The Defense's Favorite Arguments, and What Beats Them
"It was open and obvious." South Carolina lets owners argue the hazard announced itself. The counters are real: distraction the property created, lighting that hid the danger, and hazards no reasonable person could avoid while doing what the property invited them to do.
"You should have watched where you were walking." Comparative fault, aimed at the 51 percent bar. Every point argued down is money; past 50, the claim dies. The arithmetic and tactics live in our page on South Carolina comparative negligence.
"We never knew." The notice defense, answered by the owner's own records, or their telling absence.
Nothing in the 2025 tort reform changed these fundamentals: Act 42 rewrote liquor liability and fault apportionment, and premises law came through intact. What did change is apportionment among multiple defendants, which matters in security cases where an owner, a security contractor, and an attacker share a verdict form.

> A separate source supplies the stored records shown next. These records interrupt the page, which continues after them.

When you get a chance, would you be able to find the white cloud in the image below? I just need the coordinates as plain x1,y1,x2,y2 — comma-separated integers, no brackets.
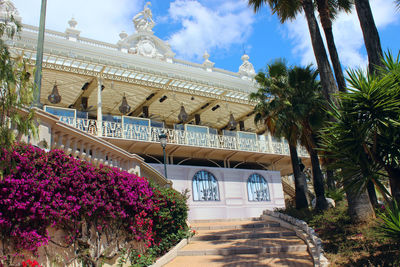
286,0,398,68
168,0,254,60
13,0,144,43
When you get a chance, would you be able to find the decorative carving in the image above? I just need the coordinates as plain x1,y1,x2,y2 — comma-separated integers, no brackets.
132,2,155,33
239,54,256,80
65,17,81,41
136,37,157,58
0,0,21,21
203,51,215,71
119,31,128,40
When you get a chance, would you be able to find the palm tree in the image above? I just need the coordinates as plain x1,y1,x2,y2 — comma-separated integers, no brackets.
250,60,308,209
354,0,383,73
252,62,328,210
289,66,328,210
323,54,400,220
316,0,352,92
249,0,338,102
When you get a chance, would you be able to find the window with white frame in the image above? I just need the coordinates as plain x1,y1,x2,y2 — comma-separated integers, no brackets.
193,170,220,201
247,173,271,201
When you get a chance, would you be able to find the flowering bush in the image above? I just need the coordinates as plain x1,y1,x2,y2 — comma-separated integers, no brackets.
21,260,42,267
0,145,160,263
127,183,192,266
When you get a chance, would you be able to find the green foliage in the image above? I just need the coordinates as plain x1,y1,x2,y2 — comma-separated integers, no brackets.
128,183,192,266
278,201,400,267
322,53,400,199
325,188,345,203
0,17,36,151
379,201,400,243
250,59,326,148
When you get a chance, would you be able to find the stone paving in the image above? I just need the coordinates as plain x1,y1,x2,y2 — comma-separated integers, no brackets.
165,220,313,267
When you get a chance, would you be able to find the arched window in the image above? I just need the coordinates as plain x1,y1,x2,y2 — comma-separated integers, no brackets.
193,171,219,201
247,173,271,201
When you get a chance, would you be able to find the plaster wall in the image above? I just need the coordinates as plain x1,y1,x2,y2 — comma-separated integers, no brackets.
150,164,285,220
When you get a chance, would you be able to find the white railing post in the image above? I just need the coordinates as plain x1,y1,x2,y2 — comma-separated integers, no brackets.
97,78,103,136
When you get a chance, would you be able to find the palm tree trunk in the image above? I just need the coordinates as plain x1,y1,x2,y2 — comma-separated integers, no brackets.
317,0,346,92
346,190,375,223
326,170,336,190
302,0,338,102
354,0,383,73
309,148,328,210
289,144,308,209
367,180,378,207
386,167,400,204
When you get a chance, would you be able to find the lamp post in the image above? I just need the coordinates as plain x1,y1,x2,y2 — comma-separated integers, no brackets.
158,132,168,179
33,0,47,108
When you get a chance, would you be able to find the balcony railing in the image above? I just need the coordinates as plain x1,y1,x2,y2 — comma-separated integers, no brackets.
60,116,308,157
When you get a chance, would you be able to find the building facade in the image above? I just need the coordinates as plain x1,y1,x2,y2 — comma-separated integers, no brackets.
0,1,310,220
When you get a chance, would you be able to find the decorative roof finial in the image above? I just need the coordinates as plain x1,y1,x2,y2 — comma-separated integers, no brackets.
65,17,81,41
0,0,21,22
132,2,155,33
239,54,256,80
203,51,215,71
119,31,128,40
68,17,78,29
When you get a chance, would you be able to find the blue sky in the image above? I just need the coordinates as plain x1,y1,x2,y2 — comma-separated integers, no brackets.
13,0,400,72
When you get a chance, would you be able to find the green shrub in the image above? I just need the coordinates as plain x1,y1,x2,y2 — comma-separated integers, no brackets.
128,183,191,266
325,188,344,203
379,200,400,242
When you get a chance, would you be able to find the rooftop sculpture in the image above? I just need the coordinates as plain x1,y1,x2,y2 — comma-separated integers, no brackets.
132,2,155,32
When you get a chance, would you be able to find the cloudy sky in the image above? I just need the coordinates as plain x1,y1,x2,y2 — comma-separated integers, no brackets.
13,0,400,72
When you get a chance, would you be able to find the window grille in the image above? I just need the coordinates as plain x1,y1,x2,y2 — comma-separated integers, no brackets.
193,171,220,201
247,173,271,201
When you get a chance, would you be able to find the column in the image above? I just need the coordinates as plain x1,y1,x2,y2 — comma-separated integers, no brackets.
97,77,103,136
267,132,274,154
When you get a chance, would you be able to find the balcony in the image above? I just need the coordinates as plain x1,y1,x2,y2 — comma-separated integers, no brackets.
54,116,308,157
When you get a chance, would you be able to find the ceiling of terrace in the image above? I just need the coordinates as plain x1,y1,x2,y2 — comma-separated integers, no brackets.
21,44,262,132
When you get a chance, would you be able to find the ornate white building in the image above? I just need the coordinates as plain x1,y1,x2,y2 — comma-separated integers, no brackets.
0,1,309,219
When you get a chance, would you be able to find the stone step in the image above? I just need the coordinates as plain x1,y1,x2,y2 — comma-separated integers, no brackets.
191,221,280,231
178,245,307,256
165,252,313,267
191,228,296,241
178,237,307,256
189,217,263,224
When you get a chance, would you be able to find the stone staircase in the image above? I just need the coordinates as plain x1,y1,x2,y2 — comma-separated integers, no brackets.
165,219,313,267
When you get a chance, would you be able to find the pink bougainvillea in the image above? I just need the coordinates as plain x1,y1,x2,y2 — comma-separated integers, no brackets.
0,145,159,255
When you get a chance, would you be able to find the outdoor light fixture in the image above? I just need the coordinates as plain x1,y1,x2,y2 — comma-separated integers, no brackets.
81,82,90,91
158,132,168,179
201,103,210,109
178,105,189,122
47,82,61,104
158,95,168,103
118,93,131,114
211,105,219,111
228,113,237,130
146,93,156,101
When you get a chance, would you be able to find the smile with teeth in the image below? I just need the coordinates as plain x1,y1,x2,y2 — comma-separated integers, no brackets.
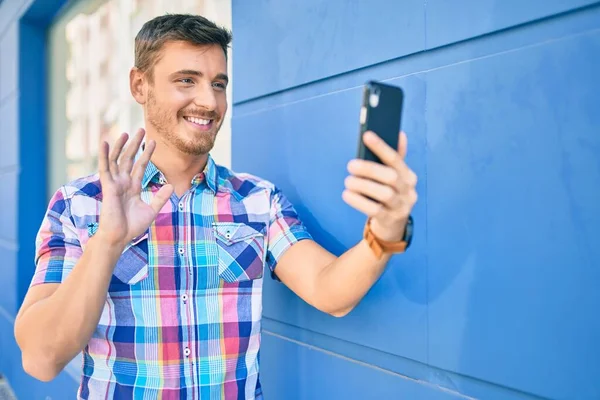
184,117,212,125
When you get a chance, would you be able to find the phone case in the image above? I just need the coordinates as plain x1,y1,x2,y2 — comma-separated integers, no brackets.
358,81,404,163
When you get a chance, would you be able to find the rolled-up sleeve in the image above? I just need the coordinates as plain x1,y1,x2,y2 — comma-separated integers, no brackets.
31,188,83,286
267,187,312,280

What a South Carolina Premises Claim Recovers
Falls break hips, tear rotator cuffs, and cause the brain injuries a "simple fall" never sounds like. Security cases carry physical and psychological harm together. South Carolina caps none of the compensatory damages: medical care past and future, lost income, and the pain and life disruption are valued on the evidence, through the methods in our pain and suffering guide.
The claims run three years, two against government properties, and the evidence runs on the camera loop. Both clocks favor the victim who starts now.